Since the emergence of the pandemic last year, which was followed by lockdown measures, most companies have restructured and adopted remote working. The trend has led to a continued decrease in occupancy levels in the commercial office sector.

‘Working from home’ has also created the need by many firms to redesign offices so as to adhere to social distancing regulations while maximizing space. This has adversely affected the growth of office sector as it has led to reduced occupancies and uptake of spaces.

In the latest report by Cytonn Investments, office occupancies in 2020, in the Nairobi Metropolitan Area dropped by 2.6 per cent to 77.7 per cent from 80.3 per cent in the year 2019.

“The business restructuring which incorporated remote working has led to reduced occupancy levels as companies sought to reduce the sizes of their offices to minimize spending on rental charges,” read the report dubbed, Nairobi Metropolitan Area Commercial Office Report 2021.

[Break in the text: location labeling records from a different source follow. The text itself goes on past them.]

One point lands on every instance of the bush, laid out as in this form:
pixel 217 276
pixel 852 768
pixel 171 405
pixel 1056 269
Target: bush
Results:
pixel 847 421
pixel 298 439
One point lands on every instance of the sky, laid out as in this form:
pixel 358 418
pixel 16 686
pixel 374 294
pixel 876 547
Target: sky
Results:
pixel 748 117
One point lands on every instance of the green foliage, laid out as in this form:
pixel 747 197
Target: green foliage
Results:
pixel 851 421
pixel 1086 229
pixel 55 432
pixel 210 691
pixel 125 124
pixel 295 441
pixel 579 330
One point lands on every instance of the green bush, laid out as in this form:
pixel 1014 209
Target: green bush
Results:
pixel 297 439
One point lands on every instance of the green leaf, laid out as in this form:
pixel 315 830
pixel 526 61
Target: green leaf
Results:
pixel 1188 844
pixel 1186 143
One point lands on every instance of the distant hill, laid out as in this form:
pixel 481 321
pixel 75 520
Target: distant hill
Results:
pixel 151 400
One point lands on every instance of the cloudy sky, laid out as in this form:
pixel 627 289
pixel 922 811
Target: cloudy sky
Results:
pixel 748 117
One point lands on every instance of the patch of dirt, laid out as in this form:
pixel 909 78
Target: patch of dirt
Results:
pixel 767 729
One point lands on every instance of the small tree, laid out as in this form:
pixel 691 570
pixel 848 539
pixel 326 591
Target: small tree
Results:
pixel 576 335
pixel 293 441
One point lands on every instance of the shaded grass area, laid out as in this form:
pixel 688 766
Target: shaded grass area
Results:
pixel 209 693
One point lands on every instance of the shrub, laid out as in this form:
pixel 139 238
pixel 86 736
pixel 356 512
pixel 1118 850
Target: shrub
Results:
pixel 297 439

The asking prices and rents also continue to decline as landlords endure giving discounts and concessions to attract and retain clients. The average rental rates declined to by 3 per cent from Ksh96 per square feet in 2019 to Ksh93 per square feet.

The decrease in the office occupancy has led to a 0.5 percent decline in the total yields to an average of 7 per cent from 7.5 per cent.

Looking at specific zones, Gigiri, Karen and Westlands remain the best performers, recording an average rental yields of 8.5 per cent, 7.8 percent, and 7.8 per cent respectively. This is due to their superior locations leading to the possibility of charging premium rents and the availability of quality Grade A offices.

A Grade A office generally is a commercial office space that provides high end extra amenities including ample natural good lighting, good views, prestigious finishing and on-site undercover parking, as well a minimum parking ratio of 3 to 1000 square feet.

Thika Road and Mombasa Road were the worst performing areas recording rental yields of 5.8 per cent and 4.8 per cent, respectively, attributed to poor location as a result of traffic congestions, and lower quality office spaces that are generally unattractive to many businesses.  

 With these new changes, the popularity of co-working office spaces is now picking up for offering companies spaces, on flexible terms. Many firms are also adopting serviced offices which continue to record higher returns. In 2020 serviced offices recorded earnings of 11.2 per cent, a 4.2 per cent points higher than the un-serviced offices’ yield of 7 per cent.

“This is attributed to the attractiveness of the office setup to small businesses, start-ups and freelancers due to flexibility of the leases, no set-up costs required, opportunities for collaboration with other individuals or businesses in a competitive working environment,” the report explains.

Despite the continued impacts of the Covid-19 pandemic on the economy, the supply of new commercial space continued to rise with the completion of 7 buildings, offering up to 0.8 million square feet of extra space to the commercial market.

Some of this buildings include Millennium Business Park in Lang’ata, Templeton House, Capital Square and Delta Chambers in Westlands, Majani House and Central Bank Pension Building both in CBD and Upperhill Chambers in Upperhill area. Some of these developments are expected to be completed in 2021 include the Global Trade Centre in Westlands, Riverside Square in Riverside and China Road and Bridge Corporation in Lang’ata.

Going forward, this oversupply of the commercial offices is expected to continue affecting the demand for office spaces.